4. Use tools to help your writing, spelling, and grammar. Sometimes it kind of pains me to think of myself as a writer. I honestly don't have much writing training. In school, we didn't even have any courses on grammar! Thankfully, a lot comes naturally to me but I do feel like I'm constantly second guessing myself. That's why I love having a variety of writing and grammar tools in my writing arsenal. Most word programs have integrated spell check these days. Some of the books I have found really useful for writing and grammar include On Writing Well and The Little Red Writing Book. However, the tool I currently use and love most right now is Grammarly. I love Grammarly because not only does it correct spelling, but, as the name suggests, it also helps with grammar. Again, since I've never really learned grammar, this helps me not second guess myself so much in my writing. There are free and paid versions, which adds more features like finding sentence structure issues and suggestions for more effective vocabulary issues. There's a Chrome browser extension you can install to proofread right in the browser and you can also install the Windows program to get proofreading in Mircosoft Word, email clients, etc.
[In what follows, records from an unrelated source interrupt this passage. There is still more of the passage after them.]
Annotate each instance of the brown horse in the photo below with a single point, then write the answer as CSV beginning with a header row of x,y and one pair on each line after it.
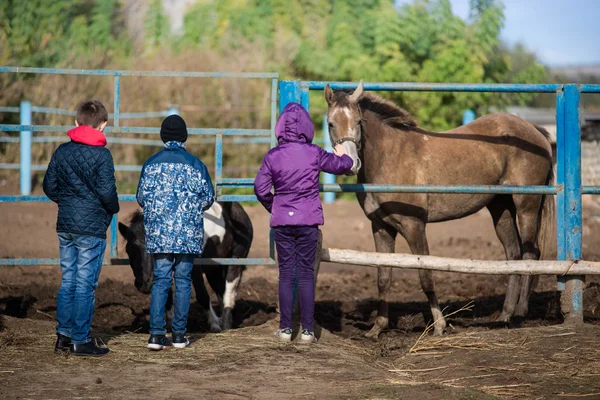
x,y
497,149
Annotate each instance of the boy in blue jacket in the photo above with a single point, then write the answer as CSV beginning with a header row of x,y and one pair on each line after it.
x,y
81,179
174,191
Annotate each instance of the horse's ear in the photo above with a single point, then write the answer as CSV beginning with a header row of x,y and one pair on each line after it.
x,y
329,96
357,95
126,232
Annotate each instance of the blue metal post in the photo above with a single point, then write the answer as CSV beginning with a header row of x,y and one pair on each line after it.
x,y
560,180
328,197
117,98
304,99
572,160
468,116
218,163
25,156
289,91
274,84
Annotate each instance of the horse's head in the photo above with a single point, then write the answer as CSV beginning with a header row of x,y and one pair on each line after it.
x,y
141,263
345,121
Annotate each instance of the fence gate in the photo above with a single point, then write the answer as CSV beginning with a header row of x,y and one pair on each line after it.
x,y
27,130
568,188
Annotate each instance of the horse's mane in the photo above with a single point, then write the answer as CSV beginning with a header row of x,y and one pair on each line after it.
x,y
389,113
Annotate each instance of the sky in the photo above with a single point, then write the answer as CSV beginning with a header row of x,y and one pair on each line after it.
x,y
560,32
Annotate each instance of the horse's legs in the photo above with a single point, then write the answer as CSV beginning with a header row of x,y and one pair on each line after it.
x,y
296,312
528,212
385,240
203,298
504,215
413,231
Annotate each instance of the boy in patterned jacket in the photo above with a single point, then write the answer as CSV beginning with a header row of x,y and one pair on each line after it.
x,y
174,191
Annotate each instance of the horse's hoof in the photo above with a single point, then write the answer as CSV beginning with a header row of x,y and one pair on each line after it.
x,y
439,328
373,336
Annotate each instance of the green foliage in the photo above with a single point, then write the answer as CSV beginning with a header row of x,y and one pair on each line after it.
x,y
375,41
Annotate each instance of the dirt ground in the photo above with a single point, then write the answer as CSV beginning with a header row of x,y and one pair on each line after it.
x,y
477,359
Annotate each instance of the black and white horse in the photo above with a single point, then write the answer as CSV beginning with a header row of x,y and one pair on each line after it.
x,y
227,234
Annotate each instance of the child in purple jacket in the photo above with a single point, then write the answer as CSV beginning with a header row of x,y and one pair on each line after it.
x,y
293,168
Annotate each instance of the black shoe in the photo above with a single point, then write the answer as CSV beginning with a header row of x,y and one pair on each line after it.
x,y
63,343
180,341
89,349
158,342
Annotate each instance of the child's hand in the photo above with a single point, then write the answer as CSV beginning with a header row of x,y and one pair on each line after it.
x,y
339,150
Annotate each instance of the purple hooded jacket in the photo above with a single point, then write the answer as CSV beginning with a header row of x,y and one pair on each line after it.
x,y
293,168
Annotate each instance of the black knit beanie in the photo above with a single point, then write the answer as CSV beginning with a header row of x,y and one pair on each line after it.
x,y
173,128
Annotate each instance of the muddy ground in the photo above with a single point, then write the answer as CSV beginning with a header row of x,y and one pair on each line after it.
x,y
477,359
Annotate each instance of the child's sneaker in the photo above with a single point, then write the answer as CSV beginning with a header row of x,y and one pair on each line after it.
x,y
180,341
285,335
158,342
308,336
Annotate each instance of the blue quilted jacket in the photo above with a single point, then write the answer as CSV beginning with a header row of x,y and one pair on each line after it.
x,y
81,179
174,191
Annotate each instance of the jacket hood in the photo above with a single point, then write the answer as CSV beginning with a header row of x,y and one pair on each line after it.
x,y
87,135
294,125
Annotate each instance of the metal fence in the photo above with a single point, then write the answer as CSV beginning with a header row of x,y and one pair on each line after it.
x,y
568,189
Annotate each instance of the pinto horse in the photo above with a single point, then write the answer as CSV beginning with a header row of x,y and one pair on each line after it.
x,y
388,147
5. Read and edit your past work. While this may be the last tip, reading and editing your past work is honestly one of the most important tips for me. I like to regularly go back to past articles here on Smart Savvy Living and update the information to be current and correct any issues I find. I can't tell you how many times I read things I've written and can't believe I actually wrote something that way a couple of years ago. Or that someone didn't call me out on using the wrong word, spelling, etc. It just goes to show you how much your writing can change and improve as you practice!